They look awesome! Can I ask why you needed to add extra width at the hip for the midi version? My instinct would have been to just lengthen…

Kieran
Kieran
7 years ago
Reply to  Meg

ah, thanks! After reading your reply I went back and reread the tutorial and realised that you did in fact slash and overlap…in my brain, it was slashing and spreading, and I had no idea why a longer pair of culottes also needed more ease. dur Kieran! Thanks for answering!

Jo
Jo
7 years ago

THANK YOU THANK YOU THANK YOU!!! Love both these versions but most especially the more structured ones! And I was just thinking this morning that once I knew how to do this, I would make some in blue linen for summer. Great minds :-)

Kat Skinner
7 years ago

I can’t wait to try this out; it’s exactly what I have been thinking about making lately. Did you read my mind :P
Another one of your amazing tutorials to add to my ever growing to-do list; does anyone else find it hard to fit everything in?

Kat @ House of Lane
7 years ago

I love the orange version! I like that they aren’t super obvious as culottes. I am definitely adding these to my to sew list.

Anja
Anja
7 years ago

After having made midi culottes by extending the hemline to the max of my fabric and indeed using up 5 metres of fabric (!!!) I’m SO HAPPY you made this tutorial!!!!!!!!!!! I have a multicolored tweed for my second winterversion but that one is very heavy so I’ll be making them according to this tutorial :D:D:D

And ehm, I already have the pattern (obvs…) but I’d seriously consider buying it again just for the extra version :D

Nikki H
Nikki H
7 years ago

This tutorial is great, thank you! The Tania culottes were my #1 essential pair of shorts last summer and I JUST (literally yesterday, in fact I still have to give the hem one more press) got done making another pair to take on vacation next month. While I love the “mini without being indecent because they’re actually shorts” length, I’ve often wondered how I could lengthen them to the knee without having to add another seam, and here you are with the perfect answer to my question :) thank you!!

Jen
Jen
7 years ago

Thaaaaaaaaaannnnk yoooooooou!!!

Shelley
Shelley
7 years ago

Is there a ‘print at copy shop’ version of this pattern available? I bought the .pdf, but if there’s an option other than letter, it’d be great.

Kalyani
Kalyani
1 year ago

I realize I’m commenting on an old post, but I just adore the look of the blue Tanias! They look so sleek! I’ve been meaning to try out this look for some time, but wasn’t confident enough to tackle any kind of major pattern alteration, until now :)

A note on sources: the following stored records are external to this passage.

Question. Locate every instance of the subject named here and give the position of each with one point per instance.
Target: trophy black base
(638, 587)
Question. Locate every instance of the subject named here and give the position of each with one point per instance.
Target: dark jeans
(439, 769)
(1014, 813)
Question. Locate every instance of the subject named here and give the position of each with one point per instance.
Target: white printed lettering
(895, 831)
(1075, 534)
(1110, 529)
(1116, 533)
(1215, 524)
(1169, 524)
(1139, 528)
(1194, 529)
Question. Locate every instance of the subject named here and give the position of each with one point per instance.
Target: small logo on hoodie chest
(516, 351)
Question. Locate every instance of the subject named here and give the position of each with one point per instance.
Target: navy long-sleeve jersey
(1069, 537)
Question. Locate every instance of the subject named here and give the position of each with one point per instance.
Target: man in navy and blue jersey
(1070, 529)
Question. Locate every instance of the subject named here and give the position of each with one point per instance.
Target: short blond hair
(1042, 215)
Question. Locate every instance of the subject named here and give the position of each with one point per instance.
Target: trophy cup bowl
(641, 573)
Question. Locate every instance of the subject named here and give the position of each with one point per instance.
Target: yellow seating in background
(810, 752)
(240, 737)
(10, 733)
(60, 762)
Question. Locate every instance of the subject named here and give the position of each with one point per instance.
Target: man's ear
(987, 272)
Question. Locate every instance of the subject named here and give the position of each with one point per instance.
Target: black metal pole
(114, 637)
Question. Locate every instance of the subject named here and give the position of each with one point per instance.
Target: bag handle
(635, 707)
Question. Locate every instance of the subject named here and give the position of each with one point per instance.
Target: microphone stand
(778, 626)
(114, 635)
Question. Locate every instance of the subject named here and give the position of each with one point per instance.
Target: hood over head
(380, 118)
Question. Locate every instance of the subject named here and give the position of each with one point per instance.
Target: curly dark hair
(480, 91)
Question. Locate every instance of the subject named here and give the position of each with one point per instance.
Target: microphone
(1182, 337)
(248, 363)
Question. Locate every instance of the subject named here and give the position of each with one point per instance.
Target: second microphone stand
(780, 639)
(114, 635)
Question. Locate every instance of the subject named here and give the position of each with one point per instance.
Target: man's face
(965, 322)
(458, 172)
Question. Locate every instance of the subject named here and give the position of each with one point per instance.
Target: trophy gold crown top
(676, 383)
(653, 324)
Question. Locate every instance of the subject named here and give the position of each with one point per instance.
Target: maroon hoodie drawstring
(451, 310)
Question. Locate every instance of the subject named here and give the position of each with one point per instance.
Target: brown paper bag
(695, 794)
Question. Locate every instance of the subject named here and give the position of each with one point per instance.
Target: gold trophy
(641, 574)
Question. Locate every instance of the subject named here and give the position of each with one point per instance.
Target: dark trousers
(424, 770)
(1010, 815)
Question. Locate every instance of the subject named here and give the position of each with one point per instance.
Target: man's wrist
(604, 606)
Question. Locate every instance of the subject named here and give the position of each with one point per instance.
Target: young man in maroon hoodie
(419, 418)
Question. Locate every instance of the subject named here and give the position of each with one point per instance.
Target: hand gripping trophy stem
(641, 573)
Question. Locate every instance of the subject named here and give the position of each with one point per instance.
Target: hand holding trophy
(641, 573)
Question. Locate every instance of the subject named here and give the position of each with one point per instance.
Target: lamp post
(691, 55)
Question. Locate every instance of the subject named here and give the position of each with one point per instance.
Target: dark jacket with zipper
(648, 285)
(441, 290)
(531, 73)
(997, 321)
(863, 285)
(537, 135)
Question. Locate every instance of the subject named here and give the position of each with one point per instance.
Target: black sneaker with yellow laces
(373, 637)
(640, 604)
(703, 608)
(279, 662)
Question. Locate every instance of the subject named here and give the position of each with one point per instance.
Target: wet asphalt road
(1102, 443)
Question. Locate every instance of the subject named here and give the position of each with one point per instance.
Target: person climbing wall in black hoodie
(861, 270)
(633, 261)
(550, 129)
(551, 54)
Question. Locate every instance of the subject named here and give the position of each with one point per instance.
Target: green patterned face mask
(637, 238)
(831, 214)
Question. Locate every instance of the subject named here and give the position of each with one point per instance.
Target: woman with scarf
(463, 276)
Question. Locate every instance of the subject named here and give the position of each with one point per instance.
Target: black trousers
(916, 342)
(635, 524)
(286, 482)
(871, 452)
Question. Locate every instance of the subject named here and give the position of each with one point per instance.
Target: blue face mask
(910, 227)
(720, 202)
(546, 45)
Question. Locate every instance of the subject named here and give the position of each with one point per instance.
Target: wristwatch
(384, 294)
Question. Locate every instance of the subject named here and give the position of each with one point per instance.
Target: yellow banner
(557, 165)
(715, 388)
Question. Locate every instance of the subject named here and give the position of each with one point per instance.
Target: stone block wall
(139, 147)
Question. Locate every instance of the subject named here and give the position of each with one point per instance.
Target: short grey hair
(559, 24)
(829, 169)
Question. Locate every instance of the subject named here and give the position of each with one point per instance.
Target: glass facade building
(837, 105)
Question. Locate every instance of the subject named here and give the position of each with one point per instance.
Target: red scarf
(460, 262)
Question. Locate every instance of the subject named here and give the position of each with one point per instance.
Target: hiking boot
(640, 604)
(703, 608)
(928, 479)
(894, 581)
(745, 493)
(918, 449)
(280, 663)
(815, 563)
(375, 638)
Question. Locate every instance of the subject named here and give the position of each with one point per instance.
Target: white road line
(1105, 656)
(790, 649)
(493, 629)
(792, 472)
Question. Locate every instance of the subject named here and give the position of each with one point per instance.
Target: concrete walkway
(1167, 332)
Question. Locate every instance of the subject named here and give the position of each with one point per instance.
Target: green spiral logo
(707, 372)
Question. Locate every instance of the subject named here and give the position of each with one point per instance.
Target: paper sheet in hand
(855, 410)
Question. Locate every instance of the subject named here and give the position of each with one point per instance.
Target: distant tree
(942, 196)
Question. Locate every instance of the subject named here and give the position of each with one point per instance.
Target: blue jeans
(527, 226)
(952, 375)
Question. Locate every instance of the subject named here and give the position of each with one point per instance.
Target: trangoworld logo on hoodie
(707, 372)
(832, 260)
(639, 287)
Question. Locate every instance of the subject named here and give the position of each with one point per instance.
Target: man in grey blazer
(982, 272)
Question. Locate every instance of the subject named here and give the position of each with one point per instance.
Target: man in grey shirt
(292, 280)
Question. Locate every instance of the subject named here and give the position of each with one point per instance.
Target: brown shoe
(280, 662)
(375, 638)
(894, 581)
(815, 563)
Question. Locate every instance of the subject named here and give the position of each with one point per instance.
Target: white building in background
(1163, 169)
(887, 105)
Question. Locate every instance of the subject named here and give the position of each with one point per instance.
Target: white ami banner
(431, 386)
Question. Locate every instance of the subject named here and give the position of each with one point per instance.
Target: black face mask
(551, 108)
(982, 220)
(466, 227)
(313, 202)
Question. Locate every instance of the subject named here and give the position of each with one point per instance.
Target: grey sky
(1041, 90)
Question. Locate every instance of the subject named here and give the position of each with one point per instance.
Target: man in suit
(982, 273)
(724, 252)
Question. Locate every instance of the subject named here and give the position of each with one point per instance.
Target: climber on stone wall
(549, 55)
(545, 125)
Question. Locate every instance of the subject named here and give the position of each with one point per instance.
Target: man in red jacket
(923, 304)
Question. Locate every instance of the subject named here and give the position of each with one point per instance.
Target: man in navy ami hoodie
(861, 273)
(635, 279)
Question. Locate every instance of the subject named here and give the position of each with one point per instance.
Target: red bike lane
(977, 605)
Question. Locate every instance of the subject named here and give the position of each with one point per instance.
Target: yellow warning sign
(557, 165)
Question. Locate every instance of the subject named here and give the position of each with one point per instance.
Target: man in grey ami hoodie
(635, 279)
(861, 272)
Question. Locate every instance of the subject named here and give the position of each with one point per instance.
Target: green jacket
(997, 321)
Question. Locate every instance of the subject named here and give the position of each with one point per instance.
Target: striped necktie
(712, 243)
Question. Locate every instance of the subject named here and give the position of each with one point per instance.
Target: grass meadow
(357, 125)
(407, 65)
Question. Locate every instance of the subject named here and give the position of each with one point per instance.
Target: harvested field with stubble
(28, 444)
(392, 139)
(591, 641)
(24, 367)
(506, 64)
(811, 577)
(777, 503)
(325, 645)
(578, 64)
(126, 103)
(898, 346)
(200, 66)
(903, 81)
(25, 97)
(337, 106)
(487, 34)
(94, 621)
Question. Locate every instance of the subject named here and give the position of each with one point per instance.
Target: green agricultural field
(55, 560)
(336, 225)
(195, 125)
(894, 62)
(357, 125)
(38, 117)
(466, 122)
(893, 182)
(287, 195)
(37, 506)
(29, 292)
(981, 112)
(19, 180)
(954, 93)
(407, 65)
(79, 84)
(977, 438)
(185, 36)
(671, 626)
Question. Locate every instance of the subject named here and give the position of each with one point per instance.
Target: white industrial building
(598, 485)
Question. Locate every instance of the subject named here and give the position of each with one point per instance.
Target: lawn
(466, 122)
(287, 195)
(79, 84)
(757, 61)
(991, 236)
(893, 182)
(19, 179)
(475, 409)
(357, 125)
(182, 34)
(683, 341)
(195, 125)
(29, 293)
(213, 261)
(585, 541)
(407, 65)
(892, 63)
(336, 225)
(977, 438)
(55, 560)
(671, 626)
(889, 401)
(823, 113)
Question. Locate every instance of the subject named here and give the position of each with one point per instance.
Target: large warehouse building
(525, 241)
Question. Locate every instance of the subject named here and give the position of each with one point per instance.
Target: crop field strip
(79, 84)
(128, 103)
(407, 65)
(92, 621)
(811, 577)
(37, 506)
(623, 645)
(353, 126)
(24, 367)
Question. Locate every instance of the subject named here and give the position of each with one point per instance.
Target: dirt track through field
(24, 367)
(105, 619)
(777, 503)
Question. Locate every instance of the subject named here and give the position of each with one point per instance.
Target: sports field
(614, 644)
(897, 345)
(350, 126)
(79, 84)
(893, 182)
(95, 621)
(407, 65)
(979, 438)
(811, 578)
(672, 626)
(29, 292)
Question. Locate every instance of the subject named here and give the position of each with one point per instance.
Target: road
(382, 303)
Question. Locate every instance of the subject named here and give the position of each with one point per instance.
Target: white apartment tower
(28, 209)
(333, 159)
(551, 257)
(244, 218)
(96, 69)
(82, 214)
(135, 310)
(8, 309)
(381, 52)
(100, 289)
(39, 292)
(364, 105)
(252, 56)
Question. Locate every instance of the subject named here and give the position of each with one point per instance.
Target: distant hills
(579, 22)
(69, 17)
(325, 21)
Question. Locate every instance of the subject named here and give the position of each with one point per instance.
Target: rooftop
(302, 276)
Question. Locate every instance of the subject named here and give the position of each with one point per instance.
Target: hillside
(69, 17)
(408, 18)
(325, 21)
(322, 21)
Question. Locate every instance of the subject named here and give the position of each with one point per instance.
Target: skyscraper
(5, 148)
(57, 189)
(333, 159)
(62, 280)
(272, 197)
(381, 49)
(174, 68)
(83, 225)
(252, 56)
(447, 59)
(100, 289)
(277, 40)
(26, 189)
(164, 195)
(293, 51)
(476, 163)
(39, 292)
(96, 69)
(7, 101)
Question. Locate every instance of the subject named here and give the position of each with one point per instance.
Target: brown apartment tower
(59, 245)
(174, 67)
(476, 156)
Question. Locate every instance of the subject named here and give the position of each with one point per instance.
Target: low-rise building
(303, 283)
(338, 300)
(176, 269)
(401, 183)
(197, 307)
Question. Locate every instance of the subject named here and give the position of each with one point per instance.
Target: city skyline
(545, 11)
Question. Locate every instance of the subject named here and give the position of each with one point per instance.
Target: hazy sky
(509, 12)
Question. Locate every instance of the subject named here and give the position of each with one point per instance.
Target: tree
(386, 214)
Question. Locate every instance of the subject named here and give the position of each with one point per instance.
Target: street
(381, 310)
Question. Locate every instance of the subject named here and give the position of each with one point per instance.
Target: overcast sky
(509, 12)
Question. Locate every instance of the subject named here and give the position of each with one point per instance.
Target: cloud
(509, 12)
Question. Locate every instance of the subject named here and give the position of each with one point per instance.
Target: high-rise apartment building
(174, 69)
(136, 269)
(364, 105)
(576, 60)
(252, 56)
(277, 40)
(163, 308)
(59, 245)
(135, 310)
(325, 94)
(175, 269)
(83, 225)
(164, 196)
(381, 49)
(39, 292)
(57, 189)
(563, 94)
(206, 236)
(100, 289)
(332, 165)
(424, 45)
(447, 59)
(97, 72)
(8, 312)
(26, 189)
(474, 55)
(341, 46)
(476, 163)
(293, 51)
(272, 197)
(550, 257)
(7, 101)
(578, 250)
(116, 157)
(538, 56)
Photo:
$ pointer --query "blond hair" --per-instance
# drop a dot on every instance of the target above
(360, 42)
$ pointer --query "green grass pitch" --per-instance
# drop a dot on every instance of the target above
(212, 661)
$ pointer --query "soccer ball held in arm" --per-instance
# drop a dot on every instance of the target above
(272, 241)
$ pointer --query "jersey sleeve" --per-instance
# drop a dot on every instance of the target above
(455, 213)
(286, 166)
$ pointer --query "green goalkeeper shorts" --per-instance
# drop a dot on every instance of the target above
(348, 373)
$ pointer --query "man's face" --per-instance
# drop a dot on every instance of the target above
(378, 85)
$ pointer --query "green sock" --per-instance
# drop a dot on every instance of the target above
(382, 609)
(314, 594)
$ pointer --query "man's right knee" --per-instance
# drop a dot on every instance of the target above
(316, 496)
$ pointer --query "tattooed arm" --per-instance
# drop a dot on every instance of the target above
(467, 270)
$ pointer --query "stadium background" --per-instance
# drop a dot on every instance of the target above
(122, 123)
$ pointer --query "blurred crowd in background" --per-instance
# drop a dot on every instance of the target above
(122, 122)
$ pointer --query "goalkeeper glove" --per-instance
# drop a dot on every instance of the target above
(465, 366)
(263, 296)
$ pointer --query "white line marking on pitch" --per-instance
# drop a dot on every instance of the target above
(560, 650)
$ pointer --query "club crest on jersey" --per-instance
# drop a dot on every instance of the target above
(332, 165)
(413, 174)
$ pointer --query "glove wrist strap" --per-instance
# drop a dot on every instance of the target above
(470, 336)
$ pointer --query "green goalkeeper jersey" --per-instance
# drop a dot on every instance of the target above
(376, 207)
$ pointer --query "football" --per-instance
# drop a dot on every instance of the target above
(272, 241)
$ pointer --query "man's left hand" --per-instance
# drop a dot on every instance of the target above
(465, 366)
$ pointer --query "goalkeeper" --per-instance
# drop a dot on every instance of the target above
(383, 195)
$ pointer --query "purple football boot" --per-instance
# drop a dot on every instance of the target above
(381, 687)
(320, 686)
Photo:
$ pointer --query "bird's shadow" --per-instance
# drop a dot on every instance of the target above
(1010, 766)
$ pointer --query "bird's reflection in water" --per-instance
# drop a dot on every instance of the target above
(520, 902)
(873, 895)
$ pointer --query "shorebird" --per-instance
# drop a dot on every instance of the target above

So here’s my question. Would you still recommend the second method even though I have the newer version of the pattern (one that has a view C and a D)? I see no other way to achieve the significantly narrower hip and leg opening. I’m thinking if I begin with the less voluminous view D, I wouldn’t have to overlap the slashed pieces as much. Of course, I would still need to curve the seam line, mark the hem, etc. Am I on the right track? I worry I might be missing something important.

Thanks for such a beautiful and thoughtfully crafted pattern! Those magic pleats in the front and back alone make the Tanias my all-time favourite pattern.

Kalyani
Kalyani
1 year ago
Reply to  Meg

Thanks for such a quick reply, Meg! And yes, I’m going for the look of the blue pair — I forgot to mention, its mostly because I have this fabric which I think will suit that look perfectly. Ok, I know how to proceed now. Thanks again!